Dear HIV-Negative Men:
Stop calling me dirty and disease-ridden! Every single time you call yourself “clean” and “disease-free,” you call me, a person living with HIV/AIDS, “dirty” and “disease-ridden.”
And it hurts. Yes, that's right. I admit it. It hurts my feelings every single time I surf the internet and encounter the words “clean” and “disease-free” in reference to health, and I am not alone.
Using phrases like “clean” and “disease-free” while looking for love and sex only tells the world you're misinformed about safer sex and thoughtless in choosing your words.
I understand wanting to avoid viruses, but unfortunately, the disease many so-called “clean” and “disease-free” men suffer from is ignorance and a lack of compassion.
THE FACTS:
The medical terms are HIV-negative and HIV-positive.

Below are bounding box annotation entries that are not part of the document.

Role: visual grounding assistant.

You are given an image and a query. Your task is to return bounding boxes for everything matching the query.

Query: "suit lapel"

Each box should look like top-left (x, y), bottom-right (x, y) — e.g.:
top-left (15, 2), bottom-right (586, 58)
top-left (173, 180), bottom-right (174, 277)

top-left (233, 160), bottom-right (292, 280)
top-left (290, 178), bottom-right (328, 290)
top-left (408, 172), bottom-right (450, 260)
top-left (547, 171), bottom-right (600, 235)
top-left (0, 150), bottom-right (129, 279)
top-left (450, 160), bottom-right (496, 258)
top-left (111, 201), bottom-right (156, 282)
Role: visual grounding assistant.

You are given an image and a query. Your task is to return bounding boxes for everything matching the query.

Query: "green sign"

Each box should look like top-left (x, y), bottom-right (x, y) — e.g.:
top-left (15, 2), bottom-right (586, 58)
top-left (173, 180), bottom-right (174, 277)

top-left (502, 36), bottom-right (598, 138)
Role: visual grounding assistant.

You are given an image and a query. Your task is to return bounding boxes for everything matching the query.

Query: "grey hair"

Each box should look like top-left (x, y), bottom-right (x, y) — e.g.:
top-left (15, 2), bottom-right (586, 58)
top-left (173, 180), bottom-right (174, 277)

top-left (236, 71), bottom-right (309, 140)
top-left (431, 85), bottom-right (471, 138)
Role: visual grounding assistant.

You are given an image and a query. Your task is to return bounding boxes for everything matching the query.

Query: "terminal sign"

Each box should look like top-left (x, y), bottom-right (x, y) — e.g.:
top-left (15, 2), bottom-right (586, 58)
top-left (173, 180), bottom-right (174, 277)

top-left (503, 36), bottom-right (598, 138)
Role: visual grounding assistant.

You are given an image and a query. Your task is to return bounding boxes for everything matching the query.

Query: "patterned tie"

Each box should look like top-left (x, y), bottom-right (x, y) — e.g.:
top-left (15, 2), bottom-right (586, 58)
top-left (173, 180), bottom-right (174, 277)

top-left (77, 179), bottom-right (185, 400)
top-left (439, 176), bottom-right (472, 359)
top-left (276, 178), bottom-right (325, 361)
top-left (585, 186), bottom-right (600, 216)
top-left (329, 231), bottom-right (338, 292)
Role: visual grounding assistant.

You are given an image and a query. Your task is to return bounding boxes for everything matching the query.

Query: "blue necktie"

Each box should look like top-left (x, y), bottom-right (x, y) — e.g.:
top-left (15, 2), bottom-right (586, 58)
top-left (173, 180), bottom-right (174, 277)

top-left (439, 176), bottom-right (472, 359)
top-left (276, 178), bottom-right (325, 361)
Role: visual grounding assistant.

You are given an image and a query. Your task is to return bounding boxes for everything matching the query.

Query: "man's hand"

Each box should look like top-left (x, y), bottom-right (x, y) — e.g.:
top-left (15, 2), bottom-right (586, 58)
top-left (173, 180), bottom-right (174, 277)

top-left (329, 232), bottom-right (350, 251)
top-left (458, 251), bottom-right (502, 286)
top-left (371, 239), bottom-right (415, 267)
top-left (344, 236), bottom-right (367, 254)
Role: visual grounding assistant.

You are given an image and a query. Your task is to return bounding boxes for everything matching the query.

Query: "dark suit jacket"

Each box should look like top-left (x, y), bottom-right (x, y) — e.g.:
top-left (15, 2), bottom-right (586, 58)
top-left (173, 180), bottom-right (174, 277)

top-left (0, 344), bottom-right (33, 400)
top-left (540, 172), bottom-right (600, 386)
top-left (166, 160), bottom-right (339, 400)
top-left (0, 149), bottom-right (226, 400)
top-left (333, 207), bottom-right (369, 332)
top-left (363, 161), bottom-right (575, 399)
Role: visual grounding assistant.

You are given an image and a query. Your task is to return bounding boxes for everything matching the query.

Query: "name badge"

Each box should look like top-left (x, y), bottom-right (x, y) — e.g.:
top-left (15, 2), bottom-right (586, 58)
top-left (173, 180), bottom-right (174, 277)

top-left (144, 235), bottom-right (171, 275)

If you're practicing SAFE SEX, it doesn't matter if your sex partner is HIV-negative or HIV-positive.
If you're practicing UNSAFE SEX with anyone, regardless of HIV status, you're practicing discrimination and not taking responsibility for your own health.
If you're using terms like “clean,” “disease-free,” “DDF,” “bug-free,” “no bugs,” and the like, you're using words that have different meanings to different people.
Using those different words with different meanings while negotiating sex could lead to you yourself becoming the opposite of “clean” and “disease-free.”
Wise up. Think. Does using those harmful words represent you at your best?